Он нащупал ледяную рукоять револьвера, лежавшего под подушкой. Эльстер смотрела полными отчаяния глазами и ее пальцы редко слабо вздрагивали, будто она пыталась дотянуться до него. Он сжал ее левую руку правой, чтобы она почувствовала живое прикосновение. Коснулся поцелуем ледяных губ, на которых застыл вкус соли и железа.
А потом встал и выстрелил ей в висок, навсегда погасив с золотое сияние глаз.
Он успел заметить, что перед выстрелом раздалось два сухих щелчка. Не закрывая глаз, он прижал дуло к собственному виску. Отсчитал восемь щелчков и опустил оружие.
Унфелих подошел к нему, ошеломленно стоящему над кроватью. Уолтер все силился поверить в то, что сейчас произошло, но никак не получалось.
Это не могло происходить на самом деле.
Теплые сильные пальцы забрали револьвер из его рук. Он, вздрогнув, обернулся.
— Что же вы стоите? — с трудом выдохнул он.
Уолтер знал, что должен чувствовать ненависть, но ее почему-то не было.
— Мне нет нужды убивать вас, герр Говард, — тихо сказал Унфелих, пряча его револьвер в карман форменного пальто. — Вы нам не нужны. Вы сумасшедший — вам все равно никто не поверит. Убили свою любовницу. Скоро за вами придут, будут судить и, скорее всего, повесят. Как безумного убийцу и лигеплацкого Потрошителя.
— Это вы убили ее…
— Мы оба знаем, что это неправда, — мягко сказал он. — Советую вам дождаться жандармов. Девочку в соседней комнате я, разумеется, не трогал. Вы ведь не хотите, чтобы она себе навредила?
Что-то странное почудилось в его словах, но Уолтер был слишком ошеломлен болью, чтобы думать.
Словно раскаленный свинец, она наполняла все его существо, не давая ни пошевелиться, ни отвести взгляда от тела на кровати.
Все, что осталось — пустая оболочка, окровавленные простыни.
Испорченный механизм. Разбитая чашка.
Что она видела в жизни кроме насилия и грязи?
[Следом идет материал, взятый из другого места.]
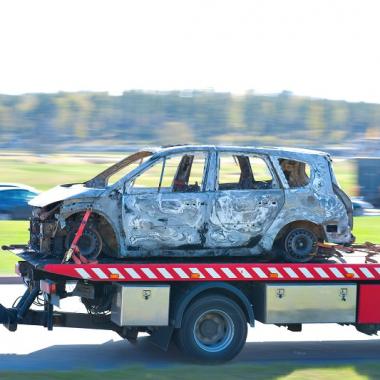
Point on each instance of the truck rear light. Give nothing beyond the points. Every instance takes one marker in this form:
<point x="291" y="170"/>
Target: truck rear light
<point x="48" y="286"/>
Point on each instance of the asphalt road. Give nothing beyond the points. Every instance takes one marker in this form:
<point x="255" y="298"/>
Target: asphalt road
<point x="35" y="348"/>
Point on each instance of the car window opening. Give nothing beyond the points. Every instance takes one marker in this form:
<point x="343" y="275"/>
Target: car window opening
<point x="240" y="172"/>
<point x="297" y="173"/>
<point x="175" y="174"/>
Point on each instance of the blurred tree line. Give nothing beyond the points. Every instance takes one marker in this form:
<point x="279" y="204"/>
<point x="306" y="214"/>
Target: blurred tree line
<point x="50" y="122"/>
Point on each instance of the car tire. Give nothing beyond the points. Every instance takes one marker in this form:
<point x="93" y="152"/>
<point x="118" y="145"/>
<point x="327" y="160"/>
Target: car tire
<point x="300" y="245"/>
<point x="213" y="329"/>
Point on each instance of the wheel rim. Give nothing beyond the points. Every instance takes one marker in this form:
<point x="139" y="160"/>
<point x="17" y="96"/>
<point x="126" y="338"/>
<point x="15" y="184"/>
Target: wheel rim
<point x="300" y="244"/>
<point x="213" y="330"/>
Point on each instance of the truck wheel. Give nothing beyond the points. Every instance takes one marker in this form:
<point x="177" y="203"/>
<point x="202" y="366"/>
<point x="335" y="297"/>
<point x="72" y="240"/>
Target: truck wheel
<point x="300" y="245"/>
<point x="214" y="329"/>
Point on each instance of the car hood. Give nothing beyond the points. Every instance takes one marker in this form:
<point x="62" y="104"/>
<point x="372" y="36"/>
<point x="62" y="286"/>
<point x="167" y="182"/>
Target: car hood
<point x="64" y="192"/>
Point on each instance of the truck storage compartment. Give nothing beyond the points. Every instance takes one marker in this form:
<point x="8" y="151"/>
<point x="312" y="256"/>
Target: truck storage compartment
<point x="141" y="305"/>
<point x="305" y="303"/>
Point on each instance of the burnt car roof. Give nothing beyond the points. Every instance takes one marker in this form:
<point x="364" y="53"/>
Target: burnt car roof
<point x="263" y="150"/>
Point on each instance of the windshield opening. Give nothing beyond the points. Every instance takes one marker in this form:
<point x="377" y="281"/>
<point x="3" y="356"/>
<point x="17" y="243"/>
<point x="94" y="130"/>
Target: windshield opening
<point x="119" y="170"/>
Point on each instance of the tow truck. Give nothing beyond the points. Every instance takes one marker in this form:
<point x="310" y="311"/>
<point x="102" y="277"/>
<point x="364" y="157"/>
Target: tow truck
<point x="204" y="305"/>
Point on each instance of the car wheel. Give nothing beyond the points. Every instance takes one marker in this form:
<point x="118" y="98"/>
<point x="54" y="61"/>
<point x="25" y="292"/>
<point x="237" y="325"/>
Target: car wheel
<point x="90" y="244"/>
<point x="300" y="245"/>
<point x="214" y="329"/>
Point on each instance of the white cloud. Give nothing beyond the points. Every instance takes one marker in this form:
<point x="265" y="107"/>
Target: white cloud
<point x="317" y="48"/>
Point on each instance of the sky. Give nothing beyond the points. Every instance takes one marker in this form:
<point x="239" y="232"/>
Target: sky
<point x="326" y="49"/>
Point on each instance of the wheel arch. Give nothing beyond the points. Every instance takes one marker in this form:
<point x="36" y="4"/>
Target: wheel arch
<point x="107" y="231"/>
<point x="194" y="292"/>
<point x="306" y="224"/>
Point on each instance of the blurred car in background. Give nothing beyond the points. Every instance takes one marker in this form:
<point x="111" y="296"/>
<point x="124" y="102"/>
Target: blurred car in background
<point x="14" y="200"/>
<point x="363" y="208"/>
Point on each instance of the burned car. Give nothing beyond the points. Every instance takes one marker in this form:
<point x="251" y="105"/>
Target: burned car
<point x="190" y="200"/>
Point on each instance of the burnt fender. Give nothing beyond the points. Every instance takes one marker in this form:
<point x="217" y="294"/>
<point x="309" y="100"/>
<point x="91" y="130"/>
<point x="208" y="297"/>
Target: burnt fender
<point x="183" y="297"/>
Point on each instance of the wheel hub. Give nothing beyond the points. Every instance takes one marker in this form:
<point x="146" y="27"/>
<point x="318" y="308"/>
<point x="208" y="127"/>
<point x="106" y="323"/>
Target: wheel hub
<point x="213" y="330"/>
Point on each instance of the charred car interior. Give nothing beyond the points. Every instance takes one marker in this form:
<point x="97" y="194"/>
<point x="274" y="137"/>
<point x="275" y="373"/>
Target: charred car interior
<point x="194" y="200"/>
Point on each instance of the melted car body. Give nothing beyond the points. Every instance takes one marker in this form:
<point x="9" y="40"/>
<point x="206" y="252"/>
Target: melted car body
<point x="195" y="200"/>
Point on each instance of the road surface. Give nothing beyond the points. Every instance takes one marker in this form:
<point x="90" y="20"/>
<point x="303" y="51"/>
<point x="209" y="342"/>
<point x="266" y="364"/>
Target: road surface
<point x="35" y="348"/>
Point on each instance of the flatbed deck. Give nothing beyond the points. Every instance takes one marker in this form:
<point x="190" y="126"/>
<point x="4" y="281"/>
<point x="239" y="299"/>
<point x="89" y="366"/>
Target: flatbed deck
<point x="349" y="266"/>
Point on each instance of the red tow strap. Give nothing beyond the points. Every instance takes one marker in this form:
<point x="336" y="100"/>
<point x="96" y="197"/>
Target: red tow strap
<point x="74" y="252"/>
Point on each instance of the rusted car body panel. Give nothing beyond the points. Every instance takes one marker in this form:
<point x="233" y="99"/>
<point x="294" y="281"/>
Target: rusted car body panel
<point x="210" y="220"/>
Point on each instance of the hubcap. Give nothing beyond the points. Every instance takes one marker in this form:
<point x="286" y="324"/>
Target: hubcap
<point x="213" y="330"/>
<point x="300" y="243"/>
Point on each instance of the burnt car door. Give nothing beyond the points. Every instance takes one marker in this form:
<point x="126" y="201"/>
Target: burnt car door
<point x="246" y="200"/>
<point x="165" y="205"/>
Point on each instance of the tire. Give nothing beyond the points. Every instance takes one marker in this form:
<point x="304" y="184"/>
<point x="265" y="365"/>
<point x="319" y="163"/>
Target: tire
<point x="214" y="329"/>
<point x="300" y="245"/>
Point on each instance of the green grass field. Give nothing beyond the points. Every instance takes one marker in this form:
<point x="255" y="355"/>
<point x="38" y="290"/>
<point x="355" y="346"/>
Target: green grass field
<point x="272" y="371"/>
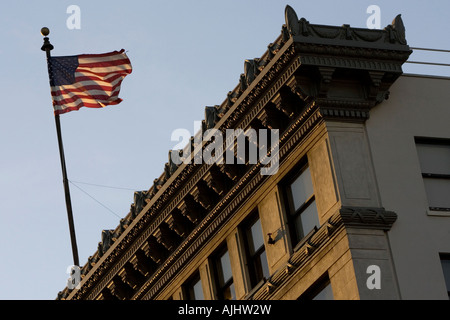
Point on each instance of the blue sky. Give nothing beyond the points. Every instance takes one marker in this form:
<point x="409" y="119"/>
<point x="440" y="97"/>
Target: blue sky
<point x="185" y="55"/>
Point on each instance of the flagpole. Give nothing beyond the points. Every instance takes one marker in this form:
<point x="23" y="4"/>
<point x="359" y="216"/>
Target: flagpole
<point x="47" y="47"/>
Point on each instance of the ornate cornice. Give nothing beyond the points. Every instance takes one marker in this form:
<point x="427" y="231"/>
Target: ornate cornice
<point x="345" y="217"/>
<point x="291" y="87"/>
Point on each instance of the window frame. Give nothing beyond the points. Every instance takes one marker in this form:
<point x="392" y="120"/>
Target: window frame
<point x="256" y="273"/>
<point x="446" y="257"/>
<point x="292" y="215"/>
<point x="431" y="175"/>
<point x="190" y="284"/>
<point x="316" y="288"/>
<point x="218" y="273"/>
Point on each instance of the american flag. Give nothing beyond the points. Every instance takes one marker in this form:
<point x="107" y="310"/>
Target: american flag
<point x="87" y="80"/>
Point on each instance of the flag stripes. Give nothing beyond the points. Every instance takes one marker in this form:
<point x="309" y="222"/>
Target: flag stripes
<point x="88" y="80"/>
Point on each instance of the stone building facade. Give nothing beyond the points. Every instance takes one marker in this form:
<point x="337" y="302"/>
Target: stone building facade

Короткую, бестолковую любовь с человеком, который не смог ее спасти?
— Убейте меня, — попросил он, снова поворачиваясь к Унфелиху, который все еще стоял рядом и наблюдал.
Он только покачал головой.
— Я — законник, не палач. Вас будут судить и если убьют — это решит судья, а не я. И сделает палач, а не я. Прощайте, герр Говард. Мне действительно жаль. Нужно было соглашаться тогда, в тюрьме.
Он развернулся. Вышел в коридор. Уолтер все еще стоял, опустив руки и оторопело смотрел на чернеющий проем. А потом вдруг разом стряхнул оцепенение и бросился к лестнице.
— Унфелих! — крикнул он сверху, глядя на несуразную фигуру, уже скрытую полумраком первого этажа.
— Да, герр Говард? — участливо откликнулся он.
— Вы распорядились меня отравить?! Чтобы я убил ее, сделал вашу работу?!
— Да. В итоге… в итоге так и вышло, верно? — спросил он.
А потом повернулся и ушел. Уолтер слушал удаляющиеся шаги и думал о том, выдержит ли его перекладина у чердака.
Потом повернулся и медленно вернулся в спальню Эльстер.
И замер на пороге.
Она все еще лежала лицом вниз, повернув голову. Только никакой раны на ее спине не было. На виске — была, а не спине — нет.
Он думал, что не в силах испытать больший ужас, чем в момент, когда осознал, что все кончилось. Но боль, пришедшая от осознания совершенного, была гораздо страшнее.